Hay muchos santos que están en el cielo y no sabemos sus nombres ni se hizo un
proceso de canonización para llevarlos a los altares, pero están
gozando de Dios e interceden por nosotros. Y son muchos
más que los que hay en el santoral con nombre y fecha de
celebración. Qué menos que dedicarles especialmente un día.
En directo o
a través del purgatorio
El santo es la persona que ha llegado
al cielo y goza de la felicidad eterna, o sea, para siempre. Llegó al cielo en
directo o lo alcanzó después de purificarse un tiempo en el purgatorio.
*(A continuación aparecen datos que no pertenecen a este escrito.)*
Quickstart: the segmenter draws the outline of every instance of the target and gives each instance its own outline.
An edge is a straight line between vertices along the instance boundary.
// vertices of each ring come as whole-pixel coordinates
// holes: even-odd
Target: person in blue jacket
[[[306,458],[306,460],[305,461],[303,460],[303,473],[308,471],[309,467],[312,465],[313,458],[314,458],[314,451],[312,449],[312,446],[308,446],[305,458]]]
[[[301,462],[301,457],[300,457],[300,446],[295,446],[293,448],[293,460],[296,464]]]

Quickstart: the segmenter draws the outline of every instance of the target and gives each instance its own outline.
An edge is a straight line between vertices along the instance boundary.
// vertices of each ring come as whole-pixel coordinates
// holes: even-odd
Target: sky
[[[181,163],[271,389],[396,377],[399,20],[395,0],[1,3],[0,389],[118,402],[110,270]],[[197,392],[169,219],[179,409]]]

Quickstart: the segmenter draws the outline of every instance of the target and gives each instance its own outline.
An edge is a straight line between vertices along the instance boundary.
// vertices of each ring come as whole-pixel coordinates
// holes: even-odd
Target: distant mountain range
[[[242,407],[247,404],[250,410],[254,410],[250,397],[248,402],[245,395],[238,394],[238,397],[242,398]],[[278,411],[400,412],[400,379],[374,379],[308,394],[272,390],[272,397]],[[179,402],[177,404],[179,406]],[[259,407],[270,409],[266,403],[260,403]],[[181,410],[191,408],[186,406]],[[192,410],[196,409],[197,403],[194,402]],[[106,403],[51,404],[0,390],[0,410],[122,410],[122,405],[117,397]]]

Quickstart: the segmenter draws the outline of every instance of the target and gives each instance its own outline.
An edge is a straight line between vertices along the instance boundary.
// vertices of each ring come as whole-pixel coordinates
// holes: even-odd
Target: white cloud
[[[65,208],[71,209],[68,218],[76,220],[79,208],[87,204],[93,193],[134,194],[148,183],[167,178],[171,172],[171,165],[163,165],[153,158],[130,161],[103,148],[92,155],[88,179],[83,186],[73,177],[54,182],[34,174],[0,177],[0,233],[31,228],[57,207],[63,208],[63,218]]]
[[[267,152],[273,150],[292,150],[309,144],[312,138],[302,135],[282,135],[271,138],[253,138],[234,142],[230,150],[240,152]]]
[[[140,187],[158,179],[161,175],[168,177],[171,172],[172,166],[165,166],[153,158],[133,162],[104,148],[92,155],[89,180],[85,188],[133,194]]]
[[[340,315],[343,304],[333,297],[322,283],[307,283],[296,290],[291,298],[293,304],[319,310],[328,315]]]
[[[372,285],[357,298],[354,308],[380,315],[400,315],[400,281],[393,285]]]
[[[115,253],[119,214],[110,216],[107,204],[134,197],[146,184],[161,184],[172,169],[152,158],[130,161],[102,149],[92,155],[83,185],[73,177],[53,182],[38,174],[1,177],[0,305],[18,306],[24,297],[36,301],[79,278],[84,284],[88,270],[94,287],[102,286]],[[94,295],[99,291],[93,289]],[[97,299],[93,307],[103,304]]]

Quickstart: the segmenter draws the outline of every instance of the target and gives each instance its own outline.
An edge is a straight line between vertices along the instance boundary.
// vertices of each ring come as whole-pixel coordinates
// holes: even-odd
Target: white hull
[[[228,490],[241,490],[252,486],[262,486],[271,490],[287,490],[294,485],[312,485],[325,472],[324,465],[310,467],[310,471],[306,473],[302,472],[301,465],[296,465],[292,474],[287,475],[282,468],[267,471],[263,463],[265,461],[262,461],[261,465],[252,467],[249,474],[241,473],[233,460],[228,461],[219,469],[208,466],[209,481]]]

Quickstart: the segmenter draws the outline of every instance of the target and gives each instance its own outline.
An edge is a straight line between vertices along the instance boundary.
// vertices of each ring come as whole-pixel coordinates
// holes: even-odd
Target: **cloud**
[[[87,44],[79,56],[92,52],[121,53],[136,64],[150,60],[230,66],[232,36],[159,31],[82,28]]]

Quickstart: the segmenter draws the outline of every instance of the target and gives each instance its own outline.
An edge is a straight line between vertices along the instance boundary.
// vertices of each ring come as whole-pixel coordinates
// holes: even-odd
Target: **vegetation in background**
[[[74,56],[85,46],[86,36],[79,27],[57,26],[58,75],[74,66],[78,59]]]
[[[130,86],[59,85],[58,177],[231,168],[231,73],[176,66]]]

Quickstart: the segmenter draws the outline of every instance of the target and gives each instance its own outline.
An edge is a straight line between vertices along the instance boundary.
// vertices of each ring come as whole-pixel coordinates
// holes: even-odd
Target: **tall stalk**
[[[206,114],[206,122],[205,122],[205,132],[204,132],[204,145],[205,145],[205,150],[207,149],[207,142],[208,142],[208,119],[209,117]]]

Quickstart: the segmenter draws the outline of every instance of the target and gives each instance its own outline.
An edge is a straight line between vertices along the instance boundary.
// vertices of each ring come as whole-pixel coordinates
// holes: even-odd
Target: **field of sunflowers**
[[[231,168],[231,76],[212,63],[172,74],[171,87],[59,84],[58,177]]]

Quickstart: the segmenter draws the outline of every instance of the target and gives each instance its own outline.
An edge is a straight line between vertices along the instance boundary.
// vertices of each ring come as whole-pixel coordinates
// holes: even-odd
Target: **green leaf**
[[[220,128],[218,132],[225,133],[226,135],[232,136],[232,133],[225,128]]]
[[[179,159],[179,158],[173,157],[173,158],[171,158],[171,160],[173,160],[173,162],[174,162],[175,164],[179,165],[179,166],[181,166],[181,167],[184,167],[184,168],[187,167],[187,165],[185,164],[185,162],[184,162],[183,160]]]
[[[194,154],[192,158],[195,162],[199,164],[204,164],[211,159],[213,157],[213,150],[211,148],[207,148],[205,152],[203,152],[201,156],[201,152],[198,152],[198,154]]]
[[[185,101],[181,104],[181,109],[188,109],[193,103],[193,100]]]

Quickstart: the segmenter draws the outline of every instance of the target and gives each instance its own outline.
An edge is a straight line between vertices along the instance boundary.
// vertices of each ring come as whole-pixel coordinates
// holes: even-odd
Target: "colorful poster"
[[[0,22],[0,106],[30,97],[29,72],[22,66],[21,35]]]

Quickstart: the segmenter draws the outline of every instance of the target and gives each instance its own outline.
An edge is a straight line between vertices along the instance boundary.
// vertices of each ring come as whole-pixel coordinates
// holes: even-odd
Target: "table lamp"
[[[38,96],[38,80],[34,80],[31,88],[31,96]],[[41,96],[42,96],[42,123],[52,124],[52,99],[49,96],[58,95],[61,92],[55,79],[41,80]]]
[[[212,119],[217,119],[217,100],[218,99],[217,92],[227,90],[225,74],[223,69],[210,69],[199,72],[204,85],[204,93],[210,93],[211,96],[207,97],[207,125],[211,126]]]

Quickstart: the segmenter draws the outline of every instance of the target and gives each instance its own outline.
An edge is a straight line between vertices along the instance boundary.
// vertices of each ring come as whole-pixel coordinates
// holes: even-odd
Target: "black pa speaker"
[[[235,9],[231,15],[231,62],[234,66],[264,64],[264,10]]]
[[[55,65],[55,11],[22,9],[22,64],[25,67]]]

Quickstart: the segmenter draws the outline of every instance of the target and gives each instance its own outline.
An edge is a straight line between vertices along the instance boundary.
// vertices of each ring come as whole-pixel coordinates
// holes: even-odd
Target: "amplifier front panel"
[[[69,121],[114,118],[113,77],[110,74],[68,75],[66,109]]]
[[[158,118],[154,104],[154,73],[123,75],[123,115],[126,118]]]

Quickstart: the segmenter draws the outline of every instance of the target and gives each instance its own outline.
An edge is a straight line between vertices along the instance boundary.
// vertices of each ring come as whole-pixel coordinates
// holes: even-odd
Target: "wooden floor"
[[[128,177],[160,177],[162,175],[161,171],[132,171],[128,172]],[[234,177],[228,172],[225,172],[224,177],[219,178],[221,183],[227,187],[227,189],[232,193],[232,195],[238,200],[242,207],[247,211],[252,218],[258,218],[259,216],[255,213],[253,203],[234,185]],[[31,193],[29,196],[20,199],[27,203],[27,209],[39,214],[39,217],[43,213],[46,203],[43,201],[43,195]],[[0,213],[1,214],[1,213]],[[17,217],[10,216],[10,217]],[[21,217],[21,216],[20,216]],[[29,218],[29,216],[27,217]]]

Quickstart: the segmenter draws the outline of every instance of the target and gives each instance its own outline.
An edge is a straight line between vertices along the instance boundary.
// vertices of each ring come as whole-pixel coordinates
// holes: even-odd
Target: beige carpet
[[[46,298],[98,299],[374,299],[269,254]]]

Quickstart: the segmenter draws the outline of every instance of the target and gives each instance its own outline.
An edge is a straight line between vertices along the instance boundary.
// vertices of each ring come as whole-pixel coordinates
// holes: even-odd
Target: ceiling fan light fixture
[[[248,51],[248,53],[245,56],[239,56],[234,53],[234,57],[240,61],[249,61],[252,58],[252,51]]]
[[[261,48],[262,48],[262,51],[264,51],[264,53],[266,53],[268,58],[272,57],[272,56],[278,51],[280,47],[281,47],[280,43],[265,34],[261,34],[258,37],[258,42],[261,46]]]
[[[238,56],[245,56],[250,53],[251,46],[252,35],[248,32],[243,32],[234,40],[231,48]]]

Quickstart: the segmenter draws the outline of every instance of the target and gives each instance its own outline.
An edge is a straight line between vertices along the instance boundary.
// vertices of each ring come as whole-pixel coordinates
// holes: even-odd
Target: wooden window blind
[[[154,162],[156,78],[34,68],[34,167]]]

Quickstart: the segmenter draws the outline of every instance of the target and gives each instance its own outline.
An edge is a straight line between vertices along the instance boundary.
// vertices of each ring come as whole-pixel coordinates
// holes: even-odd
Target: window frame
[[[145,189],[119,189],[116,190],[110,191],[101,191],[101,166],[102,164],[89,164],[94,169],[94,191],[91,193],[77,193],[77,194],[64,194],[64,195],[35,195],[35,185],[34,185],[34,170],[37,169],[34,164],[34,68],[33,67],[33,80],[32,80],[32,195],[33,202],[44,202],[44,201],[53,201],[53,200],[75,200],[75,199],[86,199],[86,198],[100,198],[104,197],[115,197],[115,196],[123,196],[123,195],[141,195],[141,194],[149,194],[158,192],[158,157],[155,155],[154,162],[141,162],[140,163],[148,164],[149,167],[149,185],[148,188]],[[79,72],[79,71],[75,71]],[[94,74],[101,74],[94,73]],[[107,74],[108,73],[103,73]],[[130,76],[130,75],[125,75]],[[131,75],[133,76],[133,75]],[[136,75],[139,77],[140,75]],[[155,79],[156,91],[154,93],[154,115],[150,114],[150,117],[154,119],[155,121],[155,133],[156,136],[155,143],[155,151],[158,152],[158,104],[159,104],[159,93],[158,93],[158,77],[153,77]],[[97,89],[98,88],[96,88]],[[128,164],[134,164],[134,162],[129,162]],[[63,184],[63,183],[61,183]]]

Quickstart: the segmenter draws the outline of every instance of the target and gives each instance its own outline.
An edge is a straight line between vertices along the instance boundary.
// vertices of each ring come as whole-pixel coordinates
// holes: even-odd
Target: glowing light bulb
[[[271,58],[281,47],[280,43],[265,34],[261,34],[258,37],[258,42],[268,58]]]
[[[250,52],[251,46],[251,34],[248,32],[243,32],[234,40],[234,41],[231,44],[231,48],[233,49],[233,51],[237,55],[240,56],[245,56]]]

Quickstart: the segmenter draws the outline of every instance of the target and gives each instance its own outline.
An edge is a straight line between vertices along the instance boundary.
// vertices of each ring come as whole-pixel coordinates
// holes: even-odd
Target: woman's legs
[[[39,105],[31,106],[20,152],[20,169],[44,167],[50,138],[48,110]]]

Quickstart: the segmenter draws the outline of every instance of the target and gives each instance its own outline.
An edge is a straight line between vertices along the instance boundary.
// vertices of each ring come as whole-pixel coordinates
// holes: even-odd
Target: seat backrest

Pero el
caso es que recibió el premio final, el que todos estamos llamados a conseguir y
en el que intervienen la gracia de Dios por un lado y nuestra respuesta
personal por otro.
Amigos de
Dios con una vida «normal»
¿Has pensado alguna vez que en tu
familia pudo haber santos? Es posible, por qué no. Hombres
y mujeres que vivieron una vida cristiana desempeñada seguramente en las tareas
profesionales y en un ámbito familiar que no llamaba la atención, pero que
lucharon por ser amigos de Dios y
responder a su llamada. Personas que vivieron las virtudes en grado heroico, o
sea, al máximo.
En estos días en que se acerca el mes de noviembre, que
la Iglesia dedica especialmente a los difuntos, recordamos especialmente a
nuestros familiares y rezamos por sus almas.
¿Fue santo
alguno de tus antepasados?
Hablamos de ellos y elogiamos las hazañas
(grandes o pequeñas) que alimentan la tradición familiar: los
sacrificios de la abuela, la fortaleza de un antepasado, su amor, su
generosidad, los valores que transmitieron… tras esas fotografías y esos
recuerdos hay vidas ejemplares. Dios nos
habla también a través de ellos, en la propia familia.
Descubramos lo
cerca que estaban de Dios, hablemos de ellos a los más pequeños
de la familia y recemos por todos para que estén ya en el
cielo. Aunque el santoral no los recoja con nombre y
apellido, la fe nos dice que si fueron santos o ya cumplieron el purgatorio,
estarán allí. En la fiesta de Todos los Santos se celebra
a esos «santos anónimos» pero reales.